The project takes place during the third lockdown in the U.K as a result of the COVID-19 pandemic. The year has been kept track of by 24-hour news, 7 days a week, in a multitude of media forms.
Stacks of unread newspapers sit outside of empty train stations. It seems as though they will remain there, unread, until being replaced by an almost identical stack of papers. They are filled with pages full of Corona related headlines and articles. Expressing the bleakness of lockdown measures. This news and these measures are relentless, regimented, and cold. We are oversaturated with it and them.
Blue News manifests this saturation in colour. It turns the identical articles all an identical shade of blue. It uses sunlight to do so. Therefore, using something which the lockdown has largely taken away from us as a tool to break the monotony of quarantine measures.
The papers were turned blue by being painted with cyanotype solution and exposed to sunlight. Anything covered remains white whilst anything the sun touches turns blue. The durational nature of the cyanotype process reflects each passing day of the lockdown, marked by the daily newspaper.
In revealing the oversaturation of the stories and articles the papers become homogenous. In this pervasive blueness the daily news has gone through a process of erasure.
I attached the Blue News to a kite frame and flew it in the local park. By compiling this Blue News and turning it in to a kite its meaning has shifted. By flying the kite in the public realm, during the little time I can, my relationship with it has been altered.
In taking something repetitive and relentless and setting it within an opposing framework to the sincerity with which it is meant to be consumed, its very repetition and relentlessness are broken; the structure and monotony are transformed into something playful, fleeting and momentary.

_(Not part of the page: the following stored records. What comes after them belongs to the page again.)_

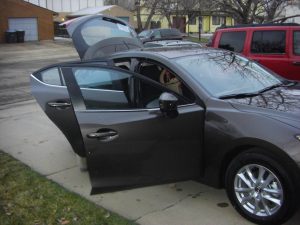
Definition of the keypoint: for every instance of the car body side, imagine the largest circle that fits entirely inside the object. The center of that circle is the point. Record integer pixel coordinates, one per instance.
(226, 131)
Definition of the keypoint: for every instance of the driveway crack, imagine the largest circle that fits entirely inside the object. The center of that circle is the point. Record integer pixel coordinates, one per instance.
(168, 206)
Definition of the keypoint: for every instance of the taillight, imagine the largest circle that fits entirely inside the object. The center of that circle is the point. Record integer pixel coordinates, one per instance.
(211, 41)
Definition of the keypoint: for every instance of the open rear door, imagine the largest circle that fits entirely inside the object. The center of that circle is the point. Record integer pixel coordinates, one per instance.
(99, 36)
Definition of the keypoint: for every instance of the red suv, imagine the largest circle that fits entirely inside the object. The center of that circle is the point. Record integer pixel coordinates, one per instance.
(275, 46)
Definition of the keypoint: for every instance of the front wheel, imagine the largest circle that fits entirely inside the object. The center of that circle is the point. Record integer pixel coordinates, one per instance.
(260, 189)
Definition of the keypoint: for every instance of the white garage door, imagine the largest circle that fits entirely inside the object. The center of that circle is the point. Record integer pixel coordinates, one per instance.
(27, 24)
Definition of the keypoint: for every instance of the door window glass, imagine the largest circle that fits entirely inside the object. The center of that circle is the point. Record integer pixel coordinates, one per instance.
(297, 42)
(52, 77)
(103, 88)
(166, 78)
(268, 42)
(99, 29)
(156, 34)
(233, 41)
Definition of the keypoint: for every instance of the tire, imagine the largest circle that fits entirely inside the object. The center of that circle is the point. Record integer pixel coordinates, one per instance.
(268, 198)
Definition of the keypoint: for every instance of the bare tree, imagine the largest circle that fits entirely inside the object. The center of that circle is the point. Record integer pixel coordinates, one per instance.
(249, 11)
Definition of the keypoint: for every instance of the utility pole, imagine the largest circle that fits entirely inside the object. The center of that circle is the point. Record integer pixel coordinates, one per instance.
(200, 20)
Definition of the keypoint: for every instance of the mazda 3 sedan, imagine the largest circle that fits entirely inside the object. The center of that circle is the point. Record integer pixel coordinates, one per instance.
(145, 116)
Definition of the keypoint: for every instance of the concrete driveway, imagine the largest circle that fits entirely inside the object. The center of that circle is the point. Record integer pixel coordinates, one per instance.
(28, 135)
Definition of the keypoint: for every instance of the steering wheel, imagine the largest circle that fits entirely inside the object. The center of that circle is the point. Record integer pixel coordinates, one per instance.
(170, 81)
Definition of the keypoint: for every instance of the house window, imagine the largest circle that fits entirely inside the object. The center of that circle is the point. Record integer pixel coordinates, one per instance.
(215, 20)
(192, 20)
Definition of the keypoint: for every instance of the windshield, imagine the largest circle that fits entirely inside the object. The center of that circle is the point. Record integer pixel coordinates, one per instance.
(144, 33)
(225, 73)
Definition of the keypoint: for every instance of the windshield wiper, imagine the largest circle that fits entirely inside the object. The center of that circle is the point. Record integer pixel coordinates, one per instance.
(252, 94)
(285, 84)
(239, 95)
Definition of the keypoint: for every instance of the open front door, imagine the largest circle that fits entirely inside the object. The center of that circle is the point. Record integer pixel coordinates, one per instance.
(98, 36)
(128, 142)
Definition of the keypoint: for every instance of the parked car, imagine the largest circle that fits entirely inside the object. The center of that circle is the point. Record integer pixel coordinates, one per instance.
(276, 46)
(160, 34)
(156, 115)
(171, 43)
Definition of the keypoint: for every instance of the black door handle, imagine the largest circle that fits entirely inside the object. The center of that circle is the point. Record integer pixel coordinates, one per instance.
(296, 63)
(104, 135)
(61, 105)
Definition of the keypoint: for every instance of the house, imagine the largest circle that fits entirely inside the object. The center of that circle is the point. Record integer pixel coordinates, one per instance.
(111, 10)
(37, 22)
(209, 21)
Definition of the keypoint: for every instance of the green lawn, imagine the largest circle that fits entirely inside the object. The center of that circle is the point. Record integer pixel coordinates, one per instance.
(29, 198)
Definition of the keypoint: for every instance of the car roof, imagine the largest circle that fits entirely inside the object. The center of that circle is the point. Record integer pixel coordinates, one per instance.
(173, 42)
(168, 52)
(255, 26)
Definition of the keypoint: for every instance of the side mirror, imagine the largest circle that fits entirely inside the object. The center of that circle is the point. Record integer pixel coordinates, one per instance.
(168, 105)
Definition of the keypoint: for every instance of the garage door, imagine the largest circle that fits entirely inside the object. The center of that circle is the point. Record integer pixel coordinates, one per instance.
(27, 24)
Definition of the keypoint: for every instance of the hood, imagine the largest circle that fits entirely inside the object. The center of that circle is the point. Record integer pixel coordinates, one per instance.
(282, 103)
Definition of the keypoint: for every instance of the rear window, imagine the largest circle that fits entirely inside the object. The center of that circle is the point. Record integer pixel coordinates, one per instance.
(268, 42)
(233, 41)
(170, 32)
(52, 76)
(297, 42)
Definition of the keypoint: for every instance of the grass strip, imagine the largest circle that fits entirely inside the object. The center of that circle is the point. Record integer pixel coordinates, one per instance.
(26, 197)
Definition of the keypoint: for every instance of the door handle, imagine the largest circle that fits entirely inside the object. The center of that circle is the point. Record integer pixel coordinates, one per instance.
(296, 63)
(104, 135)
(61, 105)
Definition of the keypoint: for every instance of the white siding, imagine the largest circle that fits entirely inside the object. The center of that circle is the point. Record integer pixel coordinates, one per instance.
(27, 24)
(66, 5)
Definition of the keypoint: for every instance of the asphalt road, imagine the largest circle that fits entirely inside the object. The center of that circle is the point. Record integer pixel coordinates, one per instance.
(18, 61)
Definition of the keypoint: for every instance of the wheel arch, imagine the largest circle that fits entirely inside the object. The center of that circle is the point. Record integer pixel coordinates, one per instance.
(257, 146)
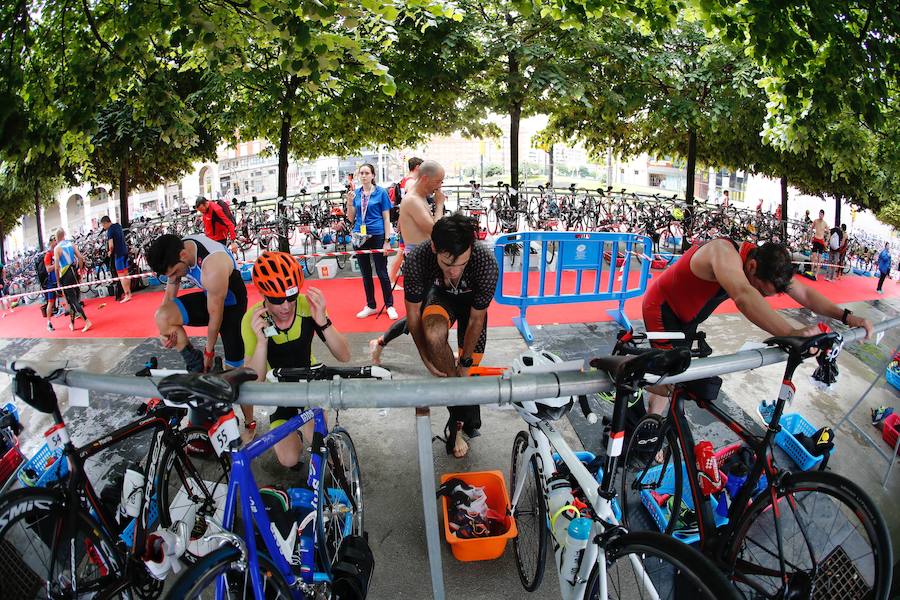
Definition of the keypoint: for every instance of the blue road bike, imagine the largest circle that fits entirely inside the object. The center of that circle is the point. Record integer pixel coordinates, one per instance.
(326, 554)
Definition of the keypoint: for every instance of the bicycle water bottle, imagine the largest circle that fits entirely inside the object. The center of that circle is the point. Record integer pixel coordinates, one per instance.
(560, 495)
(132, 491)
(577, 535)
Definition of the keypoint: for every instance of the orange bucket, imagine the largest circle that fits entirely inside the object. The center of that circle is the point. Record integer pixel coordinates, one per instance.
(486, 548)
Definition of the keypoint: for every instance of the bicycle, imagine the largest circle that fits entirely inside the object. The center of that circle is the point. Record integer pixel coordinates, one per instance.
(777, 541)
(64, 540)
(613, 561)
(279, 568)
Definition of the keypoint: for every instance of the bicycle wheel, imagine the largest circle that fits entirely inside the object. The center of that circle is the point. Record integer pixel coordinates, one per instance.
(340, 504)
(651, 565)
(530, 546)
(199, 581)
(832, 538)
(193, 482)
(651, 465)
(34, 522)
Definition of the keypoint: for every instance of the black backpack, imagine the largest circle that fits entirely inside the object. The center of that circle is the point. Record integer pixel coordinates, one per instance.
(40, 270)
(227, 210)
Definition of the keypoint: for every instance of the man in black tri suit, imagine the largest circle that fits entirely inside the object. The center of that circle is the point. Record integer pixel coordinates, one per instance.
(219, 305)
(451, 279)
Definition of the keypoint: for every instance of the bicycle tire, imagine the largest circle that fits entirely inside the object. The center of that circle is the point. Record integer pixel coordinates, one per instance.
(330, 529)
(199, 580)
(182, 499)
(28, 519)
(636, 473)
(797, 489)
(670, 565)
(530, 575)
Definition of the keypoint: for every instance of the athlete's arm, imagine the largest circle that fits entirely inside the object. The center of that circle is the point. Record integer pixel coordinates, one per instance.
(477, 319)
(216, 271)
(728, 269)
(824, 307)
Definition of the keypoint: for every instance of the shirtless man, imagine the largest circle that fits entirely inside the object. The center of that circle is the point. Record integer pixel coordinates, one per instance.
(820, 227)
(416, 222)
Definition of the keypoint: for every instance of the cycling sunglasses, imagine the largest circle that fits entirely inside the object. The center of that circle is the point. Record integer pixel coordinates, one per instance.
(277, 301)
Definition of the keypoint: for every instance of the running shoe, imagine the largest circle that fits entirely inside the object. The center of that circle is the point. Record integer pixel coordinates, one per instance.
(880, 414)
(766, 412)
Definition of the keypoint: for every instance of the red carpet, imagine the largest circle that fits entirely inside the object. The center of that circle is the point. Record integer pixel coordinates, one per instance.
(345, 298)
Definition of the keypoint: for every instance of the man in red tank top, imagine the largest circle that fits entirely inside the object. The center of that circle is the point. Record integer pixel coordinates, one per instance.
(685, 295)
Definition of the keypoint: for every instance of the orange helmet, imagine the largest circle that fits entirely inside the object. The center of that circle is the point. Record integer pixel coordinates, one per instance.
(277, 275)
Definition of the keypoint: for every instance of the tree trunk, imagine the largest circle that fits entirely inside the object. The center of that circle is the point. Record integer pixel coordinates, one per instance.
(123, 195)
(37, 218)
(784, 210)
(552, 165)
(689, 188)
(283, 151)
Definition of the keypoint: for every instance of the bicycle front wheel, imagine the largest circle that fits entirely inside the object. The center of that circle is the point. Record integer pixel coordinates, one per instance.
(199, 581)
(193, 483)
(652, 565)
(831, 537)
(42, 556)
(530, 513)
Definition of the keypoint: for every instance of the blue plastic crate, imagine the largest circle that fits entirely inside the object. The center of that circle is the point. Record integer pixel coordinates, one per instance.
(587, 457)
(44, 475)
(127, 534)
(792, 424)
(893, 377)
(667, 486)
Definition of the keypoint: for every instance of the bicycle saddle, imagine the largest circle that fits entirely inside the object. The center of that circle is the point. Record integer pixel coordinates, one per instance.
(632, 368)
(800, 345)
(205, 390)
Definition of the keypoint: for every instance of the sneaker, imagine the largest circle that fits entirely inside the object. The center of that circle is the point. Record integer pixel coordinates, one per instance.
(766, 412)
(880, 414)
(365, 312)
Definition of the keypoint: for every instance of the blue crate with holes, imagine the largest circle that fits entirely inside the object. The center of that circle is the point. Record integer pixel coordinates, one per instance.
(586, 458)
(791, 425)
(667, 486)
(44, 475)
(127, 534)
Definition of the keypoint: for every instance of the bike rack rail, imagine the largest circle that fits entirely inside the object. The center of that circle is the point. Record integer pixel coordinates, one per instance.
(583, 253)
(422, 394)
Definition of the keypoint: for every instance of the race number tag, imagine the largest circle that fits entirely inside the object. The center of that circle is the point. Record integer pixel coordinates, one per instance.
(56, 437)
(223, 432)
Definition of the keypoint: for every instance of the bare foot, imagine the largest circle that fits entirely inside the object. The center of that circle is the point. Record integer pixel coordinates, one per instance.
(461, 448)
(375, 349)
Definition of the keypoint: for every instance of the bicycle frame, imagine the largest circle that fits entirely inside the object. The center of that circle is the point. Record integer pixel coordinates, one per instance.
(544, 439)
(242, 479)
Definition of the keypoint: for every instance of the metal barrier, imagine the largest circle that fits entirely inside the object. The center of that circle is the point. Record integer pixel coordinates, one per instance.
(583, 253)
(357, 393)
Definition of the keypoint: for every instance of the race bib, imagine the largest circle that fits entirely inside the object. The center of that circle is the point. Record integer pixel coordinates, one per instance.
(223, 432)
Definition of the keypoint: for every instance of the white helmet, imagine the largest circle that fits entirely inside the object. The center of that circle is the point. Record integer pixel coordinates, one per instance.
(545, 409)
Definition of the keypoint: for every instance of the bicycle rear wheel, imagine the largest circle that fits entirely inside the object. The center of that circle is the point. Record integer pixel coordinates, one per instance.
(530, 545)
(34, 522)
(199, 581)
(193, 483)
(341, 503)
(833, 541)
(652, 565)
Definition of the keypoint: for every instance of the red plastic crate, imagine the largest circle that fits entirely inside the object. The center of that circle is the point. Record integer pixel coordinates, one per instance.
(890, 429)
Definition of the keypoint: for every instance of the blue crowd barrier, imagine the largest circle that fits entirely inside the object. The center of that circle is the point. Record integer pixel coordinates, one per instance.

Blue News discusses how people may be stuck in one place yet feel the need to find another: a place to move and to be expressive within the city. These lockdown measures, represented and disseminated through the daily news, are directed towards the general population rather than the individual. The kite is tethered to me and therefore necessarily located to a particular place and person. It offers a singular and human perspective of the necessity for light and space within the city.